Streaming royalties leave artists broke, but nostalgia pays dividends when executed with genuine conviction. The original Alice Cooper Group just proved that point with “Wild Ones,” their first collective recording since Nixon was president. Unlike Taylor Swift’s re-recordings that reclaim her masters and rewrite history, this release hits like unearthing a lost 1973 album—timeless, fierce, and more alive than most music in 2025.
This isn’t some cash-grab reunion tour masquerading as creative rebirth. The riff-driven anthem channels the same rebellious energy that made “School’s Out” a generational anthem, complete with Neal Smith’s thunderous drums and Michael Bruce’s snarling guitar work that sounds like it was recorded in 1972 instead of 2025.

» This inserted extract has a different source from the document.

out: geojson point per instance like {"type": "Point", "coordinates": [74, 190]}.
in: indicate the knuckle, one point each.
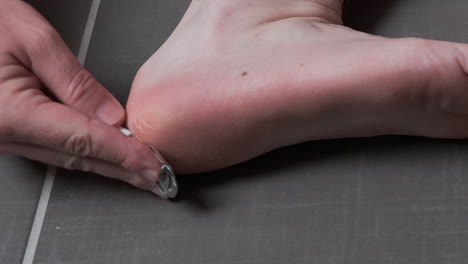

Studio Chemistry Defies Time
The accompanying video reveals something remarkable—these guys still have it. Shot at Connecticut’s Carriage House Studios, the black-and-white footage captures Alice Cooper, Dennis Dunaway, Michael Bruce, and Neal Smith working with the easy familiarity of musicians who’ve shared countless stages.
Bob Ezrin’s production choices explain the authentic vintage feel: analog tape saturation adds natural compression that digital can’t replicate, while vintage Neve preamps deliver the warm midrange punch that defined early ’70s rock. The band recorded live in the same room, capturing natural acoustics and instrumental bleed that creates cohesive sonic space, techniques abandoned by most modern productions in favor of sterile isolation.
Bob Ezrin’s return as producer was the master stroke. The man who shaped their classic albums understands that authentic Alice Cooper requires more than shock value—it demands musical substance beneath the theatrics.
Honoring the Past, Embracing the Present
“The Revenge of Alice Cooper” arrives July 25th, carrying emotional weight beyond typical reunion albums. Glen Buxton’s posthumous guitar contributions on “What Happened To You” transform the project into something approaching memorial and celebration simultaneously.
Most 1960s bands left their spark in the past, their comebacks feeling like nostalgia acts at best. But this isn’t that. Instead of chasing faded glory, it feels like a forgotten ‘60s sound reignited—lightning that never left the bottle, just waiting for the right moment to strike again.
The 14-track collection promises the dynamic range that made their ’70s output essential, from hard-hitting anthems to haunting compositions that showcase Cooper’s theatrical instincts remain sharp as ever.